Two of New York real estate’s shrewdest chess players are attempting to outmaneuver one another for control over a billion-dollar Midtown office property.
SL Green Realty and Ben Ashkenazy have been on a collision course for the past several years that’s set to come to a head in 16 months, when the latter is expected to implement an astronomic rent hike on SL Green’s ground lease at 625 Madison Avenue.
The Marc Holliday-led REIT has some negotiating power: The company recently acquired a piece of debt that Ashkenazy borrowed against the ground under the Madison Avenue building, sources told The Real Deal, which gives SL Green leverage over its landlord. Court records show Ashkenazy had fallen behind on payments, and a judge in January ordered him to pony up more than $20 million.
But Ashkenazy — who went through with a rent hike on Barney’s Madison Avenue store that sent the company into bankruptcy, and threatened to “go nuclear” on the family that owns the Century 21 department store — is still in the driver’s seat when it comes to next year’s rent reset.
In papers filed in Manhattan state court, Ashkenazy Acquisition’s attorneys accuse “real-estate behemoth” SL Green of going out of its way to lean aggressively on the borrower over that $20 million — an attempt, the company says, to gain leverage in the ground lease negotiations.
“It should be reasonably apparent,” Ashkenazy’s lawyers wrote earlier this month in their appeal of the January decision, “that something else is driving [this] behavior.”
Representatives for SL Green and Ashkenazy declined to comment.
The two investors first squared off in 2014, when Ashkenazy bought the ground underneath SL Green’s building — a prime office property one block from Central Park — for $400 million.
The purchase price raised some eyebrows. SL Green was paying just $4.6 million a year in rent, hardly a figure that justified such a high valuation. But Ashkenazy was looking ahead to July 1, 2022, when the ground lease was scheduled to reset.
Marketing materials for the property projected the ground rent could go as high as $50 million. But Ashkenazy’s Michael Alpert, estimating in 2016 that the property was worth $1.4 billion, said that the rent could reach $80 million.
But SL Green eventually found a way to gain leverage over its landlord.
When Ashkenzy bought the ground in 2014, he financed the purchase with a $195 million mezzanine loan from the U.K.-based Children’s Investment Fund.
One of the loan’s provisions required Ashkenazy to pay down $40 million of the debt by November 2018. But when the deadline came, he had only paid down $30 million, leading to a kind of default that required him to pay down not just the remaining $10 million, but another $10 million on top of that.

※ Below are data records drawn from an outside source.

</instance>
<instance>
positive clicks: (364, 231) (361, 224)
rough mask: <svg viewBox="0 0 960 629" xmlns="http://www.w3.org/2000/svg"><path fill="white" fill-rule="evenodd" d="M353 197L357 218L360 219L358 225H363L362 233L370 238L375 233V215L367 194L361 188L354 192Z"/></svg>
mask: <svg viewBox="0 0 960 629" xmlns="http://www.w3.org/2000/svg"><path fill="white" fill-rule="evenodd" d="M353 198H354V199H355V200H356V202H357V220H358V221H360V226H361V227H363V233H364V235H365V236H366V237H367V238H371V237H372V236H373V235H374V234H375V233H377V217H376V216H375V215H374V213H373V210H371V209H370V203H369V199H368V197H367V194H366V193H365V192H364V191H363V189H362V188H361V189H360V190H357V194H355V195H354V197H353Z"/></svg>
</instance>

At some point — it’s not exactly clear when — SL Green acquired a piece of Ashkenazy’s debt from the Children’s Investment Fund, a source with knowledge of the situation confirmed to TRD. Terms of the purchase aren’t public, but one debt expert speculated SL Green paid a premium considering its position with Ashkenazy.
In March of last year, Children’s Investment Fund filed a lawsuit to force Ashkenazy to pay the $20 million it says it’s owed. SL Green’s loan servicing arm, Green Loan Services, is listed as a party to the lawsuit as the special servicer, and the REIT’s attorneys at Fried, Frank, Harris, Shriver & Jacobson are handling the case.
In January, the judge in the case ordered Ashkenazy to pay the $20 million plus another $4 million in interest. Ashkenazy has appealed the decision, disputing the full amount of interest owed.